To so many obligatory matters he adds others which are voluntary, not alone works of piety, those relating to worship, propaganda, diocesan missions, catechizing adults, brotherhoods for perpetual adoration, meetings for the uninterrupted recital of the rosary, Peter's pence, seminary funds, Catholic journals and reviews-but, again, institutions for charity and education.[55] In the way of charity, he founds or supports twenty different kinds, sixty in one diocese alone, general and special services, infant nurseries, clubs, asylums, lodging-houses, patronages, societies for helping and placing the poor, for the sick at home and in the hospitals, for suckling infants, for the deaf and dumb, for the blind, for old men, for orphans, for repentant prostitutes, for prisoners, for soldiers in garrison, for workmen, apprentices, youths, and quantities of others. In the way of education, there are yet more of them - works which the Catholic chiefs have most at heart; without these, it is impossible in modern society to preserve the faith in each new generation.
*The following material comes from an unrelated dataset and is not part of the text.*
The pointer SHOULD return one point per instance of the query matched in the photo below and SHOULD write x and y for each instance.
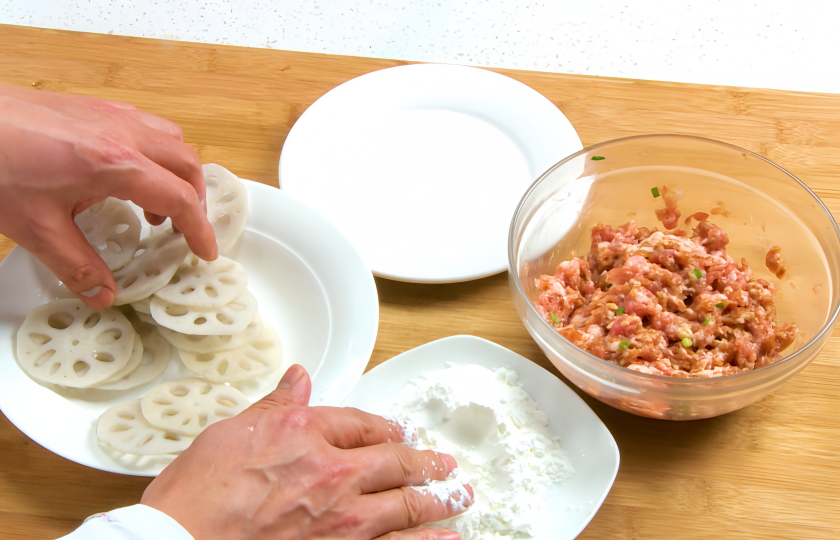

Hence, at each turning-point of political history, we see the bishops benefiting by the toleration or warding off the intolerance of the teaching State, competing with it, erecting alongside of its public schools free schools of its own, directed or served by priests or religious brotherhoods; - after the suppression of the university monopoly in 1850, more than one hundred colleges[56] for secondary education;after the favorable law of 1875, four or five provincial faculties or universities for superior instruction after the hostile laws of 1882, many thousands of parochial schools for primary instruction.